Development of a 3D geological model of the Clarence-Moreton Basin: on the challenge of integrating petroleum systems and groundwater systems approaches

Abstract

One of the key challenges to assist in the understanding of the potential impacts of coal seam gas (CSG) extraction is the development of robust geological and numerical models. In the Clarence-Moreton Basin, this task is complicated by the need to integrate shallow alluvial aquifers (typically less than 30 m thick) and deep bedrock aquifers, which can have a combined thickness of up to approximately 3,500–4,000 m in some parts of the basin. While shallow aquifers are not typically considered in petroleum reservoir studies, they are of great significance in the Australian government’s Bioregional Assessment Program as they host a range of valuable water-dependent assets. To address this challenge, the authors have developed a series of 3D geological models and flow simulation grids of different scales and resolutions, that will form the assessment’s basis.
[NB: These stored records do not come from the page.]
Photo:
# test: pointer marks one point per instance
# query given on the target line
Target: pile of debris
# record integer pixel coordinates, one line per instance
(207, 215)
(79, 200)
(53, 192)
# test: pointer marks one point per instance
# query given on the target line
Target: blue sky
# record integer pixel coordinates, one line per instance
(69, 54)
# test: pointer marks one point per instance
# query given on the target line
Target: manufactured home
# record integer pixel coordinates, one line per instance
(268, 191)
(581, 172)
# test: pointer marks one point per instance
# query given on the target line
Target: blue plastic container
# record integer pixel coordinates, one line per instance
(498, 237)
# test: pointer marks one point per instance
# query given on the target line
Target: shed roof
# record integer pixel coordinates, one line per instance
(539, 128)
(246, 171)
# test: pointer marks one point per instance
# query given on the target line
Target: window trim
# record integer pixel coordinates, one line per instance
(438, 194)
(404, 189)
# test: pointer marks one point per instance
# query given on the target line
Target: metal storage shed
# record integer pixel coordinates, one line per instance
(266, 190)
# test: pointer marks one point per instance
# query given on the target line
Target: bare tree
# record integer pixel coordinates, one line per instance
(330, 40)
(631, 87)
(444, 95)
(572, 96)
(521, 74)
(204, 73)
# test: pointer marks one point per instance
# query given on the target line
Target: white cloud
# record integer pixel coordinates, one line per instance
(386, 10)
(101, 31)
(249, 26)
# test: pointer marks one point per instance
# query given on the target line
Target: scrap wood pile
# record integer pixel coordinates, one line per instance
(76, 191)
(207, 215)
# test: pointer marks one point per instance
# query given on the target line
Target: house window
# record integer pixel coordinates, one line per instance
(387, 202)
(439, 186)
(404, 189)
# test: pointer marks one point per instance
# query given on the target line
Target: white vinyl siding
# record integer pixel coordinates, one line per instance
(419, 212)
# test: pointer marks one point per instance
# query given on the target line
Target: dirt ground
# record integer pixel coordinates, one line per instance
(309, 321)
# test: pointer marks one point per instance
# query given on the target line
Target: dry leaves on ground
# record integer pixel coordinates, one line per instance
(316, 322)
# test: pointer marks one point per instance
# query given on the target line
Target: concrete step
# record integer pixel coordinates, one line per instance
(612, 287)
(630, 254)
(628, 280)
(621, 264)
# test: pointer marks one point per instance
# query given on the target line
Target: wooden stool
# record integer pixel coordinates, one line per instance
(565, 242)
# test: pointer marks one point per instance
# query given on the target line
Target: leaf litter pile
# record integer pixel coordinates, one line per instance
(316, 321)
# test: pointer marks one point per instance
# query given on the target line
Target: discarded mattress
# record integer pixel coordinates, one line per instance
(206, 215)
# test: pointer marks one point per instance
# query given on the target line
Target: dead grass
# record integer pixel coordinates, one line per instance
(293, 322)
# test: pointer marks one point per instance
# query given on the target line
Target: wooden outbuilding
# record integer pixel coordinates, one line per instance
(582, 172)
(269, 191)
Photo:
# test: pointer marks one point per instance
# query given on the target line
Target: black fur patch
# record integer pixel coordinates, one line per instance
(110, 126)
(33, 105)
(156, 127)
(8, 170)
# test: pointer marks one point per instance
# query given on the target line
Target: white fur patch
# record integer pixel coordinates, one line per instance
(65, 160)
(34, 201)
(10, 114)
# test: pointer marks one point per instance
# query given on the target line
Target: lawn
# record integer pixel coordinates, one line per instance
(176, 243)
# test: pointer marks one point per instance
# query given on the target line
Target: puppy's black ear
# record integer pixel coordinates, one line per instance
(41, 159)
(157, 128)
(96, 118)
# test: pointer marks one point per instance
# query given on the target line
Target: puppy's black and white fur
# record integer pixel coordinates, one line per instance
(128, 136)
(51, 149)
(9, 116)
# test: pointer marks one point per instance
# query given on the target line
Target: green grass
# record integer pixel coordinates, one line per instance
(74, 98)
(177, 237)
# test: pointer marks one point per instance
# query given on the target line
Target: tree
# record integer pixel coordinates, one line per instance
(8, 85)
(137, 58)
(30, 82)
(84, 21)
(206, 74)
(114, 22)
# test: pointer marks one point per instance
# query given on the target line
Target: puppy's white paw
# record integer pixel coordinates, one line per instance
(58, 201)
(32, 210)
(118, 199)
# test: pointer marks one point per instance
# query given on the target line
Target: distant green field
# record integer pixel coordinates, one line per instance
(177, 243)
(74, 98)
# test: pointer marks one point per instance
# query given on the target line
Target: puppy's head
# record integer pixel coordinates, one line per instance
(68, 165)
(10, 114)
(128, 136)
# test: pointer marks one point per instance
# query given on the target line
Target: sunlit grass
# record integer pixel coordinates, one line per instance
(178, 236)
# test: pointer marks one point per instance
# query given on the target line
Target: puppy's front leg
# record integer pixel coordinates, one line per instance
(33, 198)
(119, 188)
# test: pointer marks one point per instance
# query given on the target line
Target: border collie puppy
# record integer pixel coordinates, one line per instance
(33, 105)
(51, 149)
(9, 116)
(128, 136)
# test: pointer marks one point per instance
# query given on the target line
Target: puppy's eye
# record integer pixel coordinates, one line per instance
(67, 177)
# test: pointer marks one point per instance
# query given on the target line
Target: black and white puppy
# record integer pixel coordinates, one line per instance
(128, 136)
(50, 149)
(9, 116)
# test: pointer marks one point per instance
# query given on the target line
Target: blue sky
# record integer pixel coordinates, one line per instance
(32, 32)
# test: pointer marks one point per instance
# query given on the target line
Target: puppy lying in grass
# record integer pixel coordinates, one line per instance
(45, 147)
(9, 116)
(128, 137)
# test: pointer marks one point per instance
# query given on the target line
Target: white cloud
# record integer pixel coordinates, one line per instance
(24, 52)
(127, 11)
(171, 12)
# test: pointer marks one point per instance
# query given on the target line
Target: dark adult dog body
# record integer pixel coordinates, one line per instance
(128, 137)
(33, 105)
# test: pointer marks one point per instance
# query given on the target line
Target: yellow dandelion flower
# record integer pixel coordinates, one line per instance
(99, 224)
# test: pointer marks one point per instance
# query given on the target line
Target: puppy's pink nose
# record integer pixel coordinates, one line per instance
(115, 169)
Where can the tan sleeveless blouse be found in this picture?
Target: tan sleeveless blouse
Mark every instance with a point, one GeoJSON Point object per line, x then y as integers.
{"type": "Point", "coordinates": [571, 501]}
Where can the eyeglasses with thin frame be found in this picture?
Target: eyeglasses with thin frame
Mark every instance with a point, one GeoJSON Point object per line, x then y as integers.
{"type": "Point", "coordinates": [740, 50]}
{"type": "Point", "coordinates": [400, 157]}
An accurate understanding of the potential connectivity pathways between the five major alluvial aquifer systems and the underlying Triassic to Cretaceous age units will underpin the prediction of potential impacts of depressurisation associated with CSG extraction from the Walloon Coal Measures, which is the major target of CSG exploration in the Clarence-Moreton Basin. The authors have used SKUA/GoCAD (Paradigm®) 3D geological modelling software to develop 3D geological models from elevation (DEM), and stratigraphic, seismic and lithological data to facilitate the development of reliable conceptual and numerical models that describe these connectivity pathways and constitute a road-map to a risk assessment of the potential impacts on water-related assets from CSG production in the basin.